# Créer un raccourci pour lancer une appli



## Rollmops (5 Novembre 2019)

Bonsoir à tous 

J'essaye de lancer une application avec l’appli Apple Raccourci.
Je n'y arrive pas.
Je clique ds la galerie de Raccourci sur "créer un raccourci"
Dans la fenêtre qui s’est ouverte je tape "ouvrir Affinity" ou" démarrer Affinity".
Je referme, clic sur le raccourci créé.
Mais ça ne fonctionne pas.
Il doit y avoir un script à écrire mais je ne sais pas comment le faire…
Quelqu'un pourrait m'aider ?

Merci


----------



## Membre supprimé 1129907 (5 Novembre 2019)

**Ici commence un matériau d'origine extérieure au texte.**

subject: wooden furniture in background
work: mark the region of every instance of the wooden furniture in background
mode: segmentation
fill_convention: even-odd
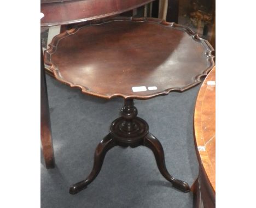
[[[215,67],[201,87],[194,114],[194,141],[199,162],[197,207],[215,207]]]
[[[51,124],[49,111],[47,87],[44,72],[44,58],[41,43],[41,71],[40,71],[40,107],[41,107],[41,144],[45,166],[46,168],[54,168],[55,166],[54,154],[51,139]]]
[[[67,25],[112,16],[154,0],[41,0],[41,27]],[[41,53],[42,53],[41,42]],[[55,165],[44,63],[41,57],[41,144],[46,168]]]
[[[189,191],[188,183],[168,173],[162,145],[137,117],[133,99],[182,92],[201,82],[214,65],[208,41],[187,27],[162,20],[116,17],[86,21],[56,36],[49,46],[44,59],[57,80],[86,94],[124,99],[121,117],[96,148],[91,173],[69,193],[92,182],[107,152],[117,145],[149,148],[163,176],[173,187]]]

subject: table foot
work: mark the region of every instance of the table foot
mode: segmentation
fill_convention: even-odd
[[[107,152],[115,146],[115,142],[109,133],[98,145],[94,155],[94,163],[92,170],[87,178],[73,185],[69,188],[69,193],[75,194],[86,188],[97,177],[101,170]]]
[[[175,179],[169,174],[165,166],[165,155],[162,145],[159,140],[150,133],[148,133],[144,137],[144,146],[152,150],[161,174],[167,181],[172,183],[173,187],[183,192],[188,192],[190,191],[187,183]]]

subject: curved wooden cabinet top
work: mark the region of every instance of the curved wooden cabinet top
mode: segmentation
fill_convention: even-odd
[[[209,73],[199,91],[194,114],[195,144],[203,174],[215,194],[215,67]]]
[[[41,26],[66,25],[109,17],[154,0],[41,0]]]
[[[148,99],[201,82],[213,48],[189,28],[155,19],[87,21],[56,36],[45,63],[59,81],[110,99]]]

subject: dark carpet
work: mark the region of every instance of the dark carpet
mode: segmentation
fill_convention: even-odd
[[[100,174],[76,195],[69,186],[85,179],[94,150],[119,117],[123,100],[83,94],[46,76],[56,167],[48,170],[41,152],[41,207],[193,207],[193,194],[173,188],[160,173],[146,147],[115,147],[106,155]],[[161,143],[166,167],[177,179],[192,185],[198,163],[193,141],[193,113],[199,89],[135,100],[138,116]]]

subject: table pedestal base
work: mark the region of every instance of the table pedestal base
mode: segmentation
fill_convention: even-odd
[[[137,117],[137,108],[132,99],[125,100],[121,109],[121,117],[111,124],[110,133],[97,146],[94,155],[92,170],[87,178],[72,186],[69,193],[75,194],[86,188],[97,177],[101,170],[106,154],[115,146],[136,148],[143,145],[152,150],[155,155],[158,168],[162,176],[172,183],[173,187],[184,192],[190,191],[185,182],[176,179],[168,172],[165,166],[165,156],[159,140],[149,132],[148,125],[143,119]]]

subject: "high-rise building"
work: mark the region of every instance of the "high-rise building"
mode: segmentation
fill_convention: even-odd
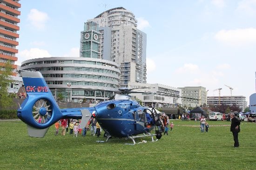
[[[80,57],[97,56],[98,58],[117,63],[121,71],[121,87],[128,87],[129,82],[146,83],[147,35],[137,28],[137,21],[135,15],[120,7],[105,11],[87,21],[87,25],[91,24],[93,26],[96,23],[97,26],[91,26],[88,30],[85,26],[85,30],[81,32],[81,43],[85,46],[81,48]],[[98,35],[97,40],[94,38],[95,34]],[[88,39],[86,40],[86,37]],[[87,46],[86,44],[90,44],[86,43],[87,41],[91,41],[92,46]],[[89,51],[90,47],[94,55],[86,53]]]
[[[219,97],[209,96],[207,97],[207,104],[208,105],[213,104],[218,105],[219,104]],[[220,104],[231,106],[233,105],[236,105],[242,111],[247,107],[247,101],[246,97],[242,95],[239,96],[226,96],[220,97]]]
[[[18,53],[16,47],[19,45],[17,31],[20,30],[18,26],[20,19],[18,16],[20,15],[20,12],[18,9],[21,6],[18,1],[19,0],[0,0],[0,65],[10,61],[13,69],[13,76],[16,75],[14,72],[17,69],[14,63],[18,60],[15,54]]]
[[[182,89],[182,96],[191,99],[182,98],[183,107],[196,107],[207,103],[207,93],[205,88],[202,86],[184,87],[179,88]]]

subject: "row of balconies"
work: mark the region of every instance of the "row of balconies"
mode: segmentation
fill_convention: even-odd
[[[18,3],[15,0],[2,0],[2,2],[5,2],[6,4],[8,4],[12,6],[14,6],[15,7],[19,8],[21,7],[20,4]]]
[[[0,9],[3,9],[5,11],[8,11],[11,13],[17,15],[20,15],[20,12],[16,9],[13,9],[7,6],[6,6],[3,4],[0,4]]]
[[[0,12],[0,17],[9,19],[12,21],[13,21],[17,23],[19,23],[20,22],[20,19],[18,19],[18,18],[16,18],[15,17],[13,17],[12,16],[7,15],[6,13],[4,13],[2,12]]]

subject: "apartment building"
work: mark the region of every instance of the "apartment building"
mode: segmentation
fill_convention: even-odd
[[[183,107],[196,107],[207,103],[207,92],[205,87],[184,87],[178,88],[182,90],[182,97],[191,98],[182,99]]]
[[[137,28],[135,15],[122,7],[116,7],[87,21],[92,22],[97,24],[98,31],[95,31],[101,33],[97,57],[119,64],[121,86],[128,87],[129,82],[146,83],[147,35]],[[82,49],[80,52],[80,57],[88,57]]]
[[[13,76],[16,75],[15,71],[17,67],[15,62],[18,60],[15,54],[18,53],[16,46],[19,45],[17,38],[19,35],[17,32],[20,30],[18,17],[20,15],[19,11],[20,7],[19,0],[0,0],[0,66],[10,61]]]

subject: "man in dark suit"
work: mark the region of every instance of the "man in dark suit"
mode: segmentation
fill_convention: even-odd
[[[240,121],[235,116],[233,113],[230,113],[230,119],[231,121],[231,125],[230,126],[230,132],[233,133],[234,137],[234,147],[238,148],[239,147],[239,143],[238,142],[238,133],[240,132]]]

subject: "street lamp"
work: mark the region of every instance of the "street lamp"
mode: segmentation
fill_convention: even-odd
[[[71,86],[71,83],[67,83],[67,87],[70,89],[70,86]],[[68,90],[68,91],[70,91],[70,89]],[[67,94],[68,94],[68,101],[70,101],[70,96],[69,95],[69,92],[67,92]],[[70,95],[71,95],[71,92],[70,92]]]

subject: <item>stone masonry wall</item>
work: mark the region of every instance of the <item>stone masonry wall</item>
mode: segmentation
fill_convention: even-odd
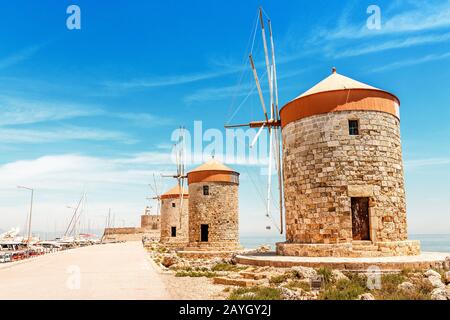
[[[349,135],[348,120],[359,120]],[[399,120],[377,111],[316,115],[283,128],[287,242],[351,242],[351,197],[369,197],[371,240],[407,239]]]
[[[203,186],[209,195],[203,195]],[[238,185],[223,182],[189,184],[189,247],[235,250],[239,247]],[[209,241],[200,242],[200,225],[209,225]]]
[[[172,206],[175,203],[175,208]],[[183,199],[180,219],[180,198],[161,199],[161,243],[181,244],[188,242],[189,199]],[[177,228],[176,237],[172,237],[172,227]]]
[[[161,217],[159,215],[142,215],[141,228],[149,230],[159,230],[161,228]]]

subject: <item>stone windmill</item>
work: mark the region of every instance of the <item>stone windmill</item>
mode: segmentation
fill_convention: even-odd
[[[269,62],[270,118],[250,55],[265,120],[251,122],[281,135],[286,242],[277,253],[297,256],[417,255],[409,241],[399,99],[340,75],[330,76],[280,109],[273,49]],[[273,98],[275,94],[275,99]],[[242,126],[242,125],[240,125]],[[279,141],[282,139],[282,144]],[[276,152],[275,152],[276,154]],[[277,158],[277,157],[275,157]],[[270,185],[270,178],[269,178]],[[280,199],[280,208],[282,200]],[[280,210],[281,220],[283,218]]]

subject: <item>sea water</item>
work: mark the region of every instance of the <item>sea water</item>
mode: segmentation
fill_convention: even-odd
[[[422,251],[450,252],[450,234],[412,234],[410,240],[420,240]],[[255,249],[262,245],[269,245],[275,250],[275,243],[285,241],[284,236],[277,235],[241,235],[240,242],[244,248]]]

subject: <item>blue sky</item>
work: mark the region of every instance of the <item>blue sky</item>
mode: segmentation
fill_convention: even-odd
[[[81,30],[66,28],[71,4],[81,8]],[[381,9],[380,30],[366,27],[371,4]],[[24,224],[28,194],[17,184],[37,189],[38,230],[63,228],[66,205],[83,189],[94,226],[109,207],[136,224],[152,174],[173,169],[175,128],[261,119],[255,94],[230,119],[253,86],[246,56],[260,5],[274,27],[281,105],[332,66],[400,98],[410,232],[450,233],[444,0],[2,2],[0,229]],[[262,74],[259,34],[254,54]],[[264,233],[251,181],[265,178],[235,168],[242,233]]]

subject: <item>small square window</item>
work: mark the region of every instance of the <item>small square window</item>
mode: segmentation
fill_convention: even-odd
[[[358,120],[348,120],[348,133],[351,136],[359,135],[359,121]]]

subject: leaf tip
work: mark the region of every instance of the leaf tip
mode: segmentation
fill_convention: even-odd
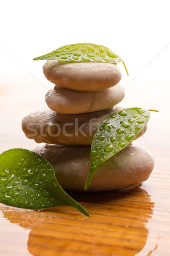
[[[89,186],[89,183],[87,180],[85,182],[85,187],[84,187],[84,190],[87,190],[87,189],[88,188]]]

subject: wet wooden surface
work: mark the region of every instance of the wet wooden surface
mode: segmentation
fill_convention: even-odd
[[[51,87],[48,81],[42,81],[48,89]],[[138,81],[139,89],[143,82]],[[159,82],[155,81],[155,84]],[[167,85],[169,81],[166,82]],[[164,105],[166,99],[161,99],[155,84],[154,97],[148,98],[146,86],[146,97],[144,91],[141,91],[133,102],[128,99],[132,92],[137,90],[134,82],[127,87],[122,102],[126,107],[159,109],[159,113],[152,113],[144,136],[136,142],[154,156],[155,167],[148,180],[133,190],[70,192],[89,212],[90,218],[68,207],[33,211],[0,204],[0,256],[170,255],[170,115]],[[13,148],[31,149],[36,145],[25,137],[21,121],[30,112],[45,107],[46,91],[32,78],[2,80],[0,153]],[[157,105],[157,97],[162,105],[159,102]]]

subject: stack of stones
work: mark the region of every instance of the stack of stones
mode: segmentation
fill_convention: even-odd
[[[90,166],[94,134],[105,117],[125,108],[117,106],[125,91],[121,73],[108,63],[60,64],[48,60],[45,77],[54,84],[46,94],[49,108],[31,113],[22,121],[26,136],[46,144],[33,151],[51,163],[61,186],[82,191]],[[146,126],[139,134],[142,135]],[[139,186],[149,177],[154,160],[147,150],[130,144],[96,172],[88,191],[119,189]]]

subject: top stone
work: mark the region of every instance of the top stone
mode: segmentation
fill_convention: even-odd
[[[48,60],[43,67],[45,77],[57,86],[80,91],[99,91],[112,87],[121,79],[115,64],[105,62],[59,64]]]

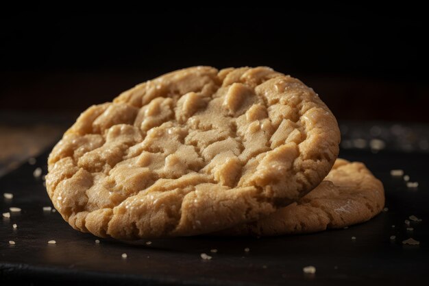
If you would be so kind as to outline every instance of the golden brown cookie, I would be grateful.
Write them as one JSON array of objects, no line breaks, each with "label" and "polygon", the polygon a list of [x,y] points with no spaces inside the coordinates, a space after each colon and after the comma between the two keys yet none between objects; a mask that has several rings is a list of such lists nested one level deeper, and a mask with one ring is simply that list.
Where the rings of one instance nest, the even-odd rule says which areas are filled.
[{"label": "golden brown cookie", "polygon": [[383,184],[365,165],[337,159],[325,180],[297,202],[217,235],[270,236],[341,228],[370,219],[384,206]]},{"label": "golden brown cookie", "polygon": [[71,226],[97,236],[210,233],[304,195],[339,140],[334,115],[298,80],[191,67],[84,112],[49,156],[47,191]]}]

Rajoute "Ouvrir l'app" (présent dans "Rédaction de script")  dans ton racourci.
Ensuite, tu sélectionnes "choisir" (juste à côté de "ouvrir") puis affinity. cf exemple ci-dessous où j'ai choisi "app store"




Cela devrait fonctionner.


----------



## Rollmops (5 Novembre 2019)

Merci  mais je n’ai pas "rédaction de script" dans cette fenêtre


----------



## Membre supprimé 1129907 (5 Novembre 2019)

Ben si... 3ème icone en haut à gauche


----------



## Rollmops (5 Novembre 2019)

Ok 
Mais ds la liste "choisir" il n’y a pas Affinity


----------



## Rollmops (5 Novembre 2019)

Excuses… il fallait chercher "Photos" et non "Affinity" un autre nom pour Affinity…
Merci encore


----------



## Membre supprimé 1129907 (5 Novembre 2019)

Ah ok


----------



## Rollmops (5 Novembre 2019)

Regarde le post du dessus : on s’est croisé…


----------



## Membre supprimé 1129907 (5 Novembre 2019)

Oui, c'est pour ça que j'ai édité mon dernier poste


----------